The company will direct most of the new capital towards computing infrastructure. EquiLibre plans to build one of Central and Eastern Europe’s largest AI compute clusters, supporting the training of more advanced trading models.
Martin Schmid, Rudolf Kadlec and Matej Moravčík founded EquiLibre in late 2021. Schmid serves as CEO, Kadlec as CTO and Moravčík as CSO.
The founders previously worked together at DeepMind’s research office in Edmonton. Their work there produced DeepStack, the first AI system to beat professional players in no-limit Texas Hold’em poker.
After returning to Czechia, the founders recruited engineers from Google and other US technology companies. EquiLibre now employs about 25 people, and reinforcement learning pioneer Rich Sutton, a Turing Award winner, advises the company.

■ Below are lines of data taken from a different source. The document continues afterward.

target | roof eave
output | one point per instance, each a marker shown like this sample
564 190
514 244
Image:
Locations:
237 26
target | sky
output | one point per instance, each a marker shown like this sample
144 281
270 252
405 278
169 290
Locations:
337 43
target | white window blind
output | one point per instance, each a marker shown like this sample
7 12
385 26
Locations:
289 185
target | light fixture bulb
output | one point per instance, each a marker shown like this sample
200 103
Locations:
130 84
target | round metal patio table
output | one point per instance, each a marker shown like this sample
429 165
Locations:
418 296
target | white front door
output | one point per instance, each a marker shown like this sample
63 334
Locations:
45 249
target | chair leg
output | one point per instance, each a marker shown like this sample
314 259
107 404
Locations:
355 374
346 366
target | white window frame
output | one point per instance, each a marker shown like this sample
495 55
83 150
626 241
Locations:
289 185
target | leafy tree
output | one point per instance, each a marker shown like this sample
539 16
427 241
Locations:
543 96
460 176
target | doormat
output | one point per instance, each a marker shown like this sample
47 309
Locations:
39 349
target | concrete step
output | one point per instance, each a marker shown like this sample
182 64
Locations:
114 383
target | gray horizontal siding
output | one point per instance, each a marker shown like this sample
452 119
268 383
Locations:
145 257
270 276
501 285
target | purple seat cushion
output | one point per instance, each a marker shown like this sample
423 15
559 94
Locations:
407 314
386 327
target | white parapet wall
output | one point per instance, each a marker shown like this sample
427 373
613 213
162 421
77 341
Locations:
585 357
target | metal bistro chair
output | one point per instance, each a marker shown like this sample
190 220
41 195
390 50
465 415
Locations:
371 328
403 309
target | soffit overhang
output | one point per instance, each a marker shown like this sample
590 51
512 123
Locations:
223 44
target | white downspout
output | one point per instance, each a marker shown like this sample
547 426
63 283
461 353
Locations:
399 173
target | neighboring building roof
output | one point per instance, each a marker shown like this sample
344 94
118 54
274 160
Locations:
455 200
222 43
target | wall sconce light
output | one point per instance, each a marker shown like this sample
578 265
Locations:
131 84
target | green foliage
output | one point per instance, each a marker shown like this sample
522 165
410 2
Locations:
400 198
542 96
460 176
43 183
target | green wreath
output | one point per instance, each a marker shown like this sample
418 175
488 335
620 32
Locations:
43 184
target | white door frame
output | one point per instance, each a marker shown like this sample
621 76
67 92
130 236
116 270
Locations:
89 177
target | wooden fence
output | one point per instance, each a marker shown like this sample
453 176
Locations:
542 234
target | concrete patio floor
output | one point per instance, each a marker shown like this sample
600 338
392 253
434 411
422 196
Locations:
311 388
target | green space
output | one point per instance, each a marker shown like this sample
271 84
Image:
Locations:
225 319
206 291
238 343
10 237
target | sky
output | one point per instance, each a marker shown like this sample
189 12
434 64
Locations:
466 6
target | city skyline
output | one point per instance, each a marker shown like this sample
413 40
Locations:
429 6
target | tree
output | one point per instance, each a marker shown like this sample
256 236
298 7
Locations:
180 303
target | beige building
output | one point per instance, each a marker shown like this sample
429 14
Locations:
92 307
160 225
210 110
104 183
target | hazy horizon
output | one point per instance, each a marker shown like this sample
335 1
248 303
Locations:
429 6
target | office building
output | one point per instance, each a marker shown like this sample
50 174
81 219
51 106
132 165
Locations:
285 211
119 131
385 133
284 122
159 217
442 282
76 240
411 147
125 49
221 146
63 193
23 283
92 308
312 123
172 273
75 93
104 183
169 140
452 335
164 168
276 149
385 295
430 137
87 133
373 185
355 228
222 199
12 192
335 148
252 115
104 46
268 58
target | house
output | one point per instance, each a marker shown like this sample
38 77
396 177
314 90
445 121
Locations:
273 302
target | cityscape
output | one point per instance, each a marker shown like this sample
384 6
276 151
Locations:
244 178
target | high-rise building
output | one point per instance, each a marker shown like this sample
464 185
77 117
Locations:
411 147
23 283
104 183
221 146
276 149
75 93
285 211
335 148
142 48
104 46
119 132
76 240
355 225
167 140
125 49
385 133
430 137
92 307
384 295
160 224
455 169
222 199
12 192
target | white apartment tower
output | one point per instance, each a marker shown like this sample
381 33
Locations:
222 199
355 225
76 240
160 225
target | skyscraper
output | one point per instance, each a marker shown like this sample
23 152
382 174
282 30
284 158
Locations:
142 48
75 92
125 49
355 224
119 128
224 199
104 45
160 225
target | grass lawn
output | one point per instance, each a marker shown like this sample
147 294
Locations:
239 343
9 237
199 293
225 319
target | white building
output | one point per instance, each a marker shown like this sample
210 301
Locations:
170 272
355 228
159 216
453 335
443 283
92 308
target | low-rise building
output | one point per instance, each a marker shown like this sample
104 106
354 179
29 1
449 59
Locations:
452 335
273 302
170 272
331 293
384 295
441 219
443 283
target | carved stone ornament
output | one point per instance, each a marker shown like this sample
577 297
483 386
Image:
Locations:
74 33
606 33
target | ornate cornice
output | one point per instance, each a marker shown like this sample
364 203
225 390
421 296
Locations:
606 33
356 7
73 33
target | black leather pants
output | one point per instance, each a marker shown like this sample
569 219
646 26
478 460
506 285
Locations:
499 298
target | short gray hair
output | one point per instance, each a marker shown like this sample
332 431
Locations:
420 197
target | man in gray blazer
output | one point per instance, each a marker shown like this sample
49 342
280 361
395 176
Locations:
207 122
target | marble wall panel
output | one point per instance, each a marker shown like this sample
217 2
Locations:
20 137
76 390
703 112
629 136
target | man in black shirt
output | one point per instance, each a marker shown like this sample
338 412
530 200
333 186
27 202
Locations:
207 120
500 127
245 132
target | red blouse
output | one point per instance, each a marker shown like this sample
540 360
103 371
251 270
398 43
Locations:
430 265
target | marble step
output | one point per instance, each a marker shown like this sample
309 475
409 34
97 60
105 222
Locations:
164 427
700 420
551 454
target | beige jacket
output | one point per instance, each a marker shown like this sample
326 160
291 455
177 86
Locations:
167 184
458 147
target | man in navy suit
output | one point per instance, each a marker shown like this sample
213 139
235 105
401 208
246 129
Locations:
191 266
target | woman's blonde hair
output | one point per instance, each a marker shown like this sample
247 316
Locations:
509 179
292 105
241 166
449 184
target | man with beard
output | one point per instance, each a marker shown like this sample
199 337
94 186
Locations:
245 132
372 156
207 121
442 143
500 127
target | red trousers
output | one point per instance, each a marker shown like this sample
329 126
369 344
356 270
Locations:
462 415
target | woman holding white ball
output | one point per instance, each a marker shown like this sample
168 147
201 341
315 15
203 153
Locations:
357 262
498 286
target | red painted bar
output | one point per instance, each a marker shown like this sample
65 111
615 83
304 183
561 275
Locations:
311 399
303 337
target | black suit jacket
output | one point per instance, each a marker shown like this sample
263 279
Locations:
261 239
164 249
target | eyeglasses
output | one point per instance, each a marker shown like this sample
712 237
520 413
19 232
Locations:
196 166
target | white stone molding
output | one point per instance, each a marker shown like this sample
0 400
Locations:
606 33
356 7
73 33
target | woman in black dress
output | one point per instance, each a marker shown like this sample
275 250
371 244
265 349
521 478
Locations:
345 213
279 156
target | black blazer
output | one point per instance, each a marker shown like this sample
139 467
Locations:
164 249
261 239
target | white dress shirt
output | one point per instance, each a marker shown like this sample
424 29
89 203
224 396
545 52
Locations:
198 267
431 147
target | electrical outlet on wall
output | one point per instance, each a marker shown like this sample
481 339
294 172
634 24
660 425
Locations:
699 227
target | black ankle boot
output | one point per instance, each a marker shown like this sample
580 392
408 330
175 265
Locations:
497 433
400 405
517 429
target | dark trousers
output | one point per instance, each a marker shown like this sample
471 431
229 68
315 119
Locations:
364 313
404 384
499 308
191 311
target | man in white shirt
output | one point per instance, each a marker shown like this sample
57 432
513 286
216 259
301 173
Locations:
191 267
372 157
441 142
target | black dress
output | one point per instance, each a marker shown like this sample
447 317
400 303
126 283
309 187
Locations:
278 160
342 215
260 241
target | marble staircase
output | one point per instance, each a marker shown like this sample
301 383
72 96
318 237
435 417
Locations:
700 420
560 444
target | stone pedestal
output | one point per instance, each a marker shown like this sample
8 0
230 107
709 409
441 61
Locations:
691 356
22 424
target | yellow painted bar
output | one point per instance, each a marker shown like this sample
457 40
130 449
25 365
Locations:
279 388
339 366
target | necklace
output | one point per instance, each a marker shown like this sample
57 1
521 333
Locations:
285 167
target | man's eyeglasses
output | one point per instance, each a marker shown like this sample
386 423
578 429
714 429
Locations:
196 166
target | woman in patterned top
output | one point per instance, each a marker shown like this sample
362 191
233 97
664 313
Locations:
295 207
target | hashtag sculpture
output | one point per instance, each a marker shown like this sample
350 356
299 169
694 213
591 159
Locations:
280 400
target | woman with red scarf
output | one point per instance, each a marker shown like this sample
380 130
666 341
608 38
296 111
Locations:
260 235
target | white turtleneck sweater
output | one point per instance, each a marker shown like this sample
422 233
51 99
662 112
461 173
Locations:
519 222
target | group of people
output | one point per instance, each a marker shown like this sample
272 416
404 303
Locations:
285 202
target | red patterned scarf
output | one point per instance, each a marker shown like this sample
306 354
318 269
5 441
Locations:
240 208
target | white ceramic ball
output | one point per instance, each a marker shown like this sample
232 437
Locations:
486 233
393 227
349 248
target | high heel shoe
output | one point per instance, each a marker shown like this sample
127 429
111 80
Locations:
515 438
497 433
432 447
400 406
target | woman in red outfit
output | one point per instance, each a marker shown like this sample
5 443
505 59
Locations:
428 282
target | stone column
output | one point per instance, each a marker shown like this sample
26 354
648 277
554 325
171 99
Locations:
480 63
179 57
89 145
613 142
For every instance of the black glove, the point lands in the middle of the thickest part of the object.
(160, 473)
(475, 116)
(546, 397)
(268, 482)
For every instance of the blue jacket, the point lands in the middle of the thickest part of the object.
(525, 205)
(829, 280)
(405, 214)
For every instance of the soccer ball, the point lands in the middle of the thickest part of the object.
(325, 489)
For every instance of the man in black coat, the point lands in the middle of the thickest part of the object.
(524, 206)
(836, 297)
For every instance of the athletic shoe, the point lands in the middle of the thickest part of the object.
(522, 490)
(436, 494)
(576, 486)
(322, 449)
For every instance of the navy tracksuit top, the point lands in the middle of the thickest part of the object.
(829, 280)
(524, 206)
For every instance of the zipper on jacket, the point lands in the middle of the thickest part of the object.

EquiLibre develops AI trading agents built on reinforcement learning. The models learn through trial and error rather than labelled datasets, then train on historical and live market data before executing trades autonomously.
The agents also adjust to changing market conditions. According to Beinsure, the company first tested its technology in cryptocurrency markets before moving into US equities.
EquiLibre now trades billions of dollars each day across the S&P 500 and Nasdaq through its partnership with quantitative trading firm Tower Research Capital. The company says its system has recorded no losing months since launch, though it has not released performance data or methodology supporting the claim.
Schmid said market feedback updates every millisecond, making reinforcement learning a suitable approach for financial trading. He said the company had tested the technology in the world’s largest and most liquid markets.
For Creandum, the lead investor, the round represents its largest investment so far. Partner Carl Fritjofsson Sellers said the team had proven its technology in one of the hardest operating environments and now has room to scale.
The funding joins a series of sizeable Czech start-up rounds and puts more focus on the country’s position within Central and Eastern Europe’s start-up market.
According to Beinsure, investors across Europe have increased their interest in AI companies serving financial infrastructure and capital markets.
EquiLibre’s deal follows recent funding rounds for financial technology companies including 9fin, Upvest and Midas.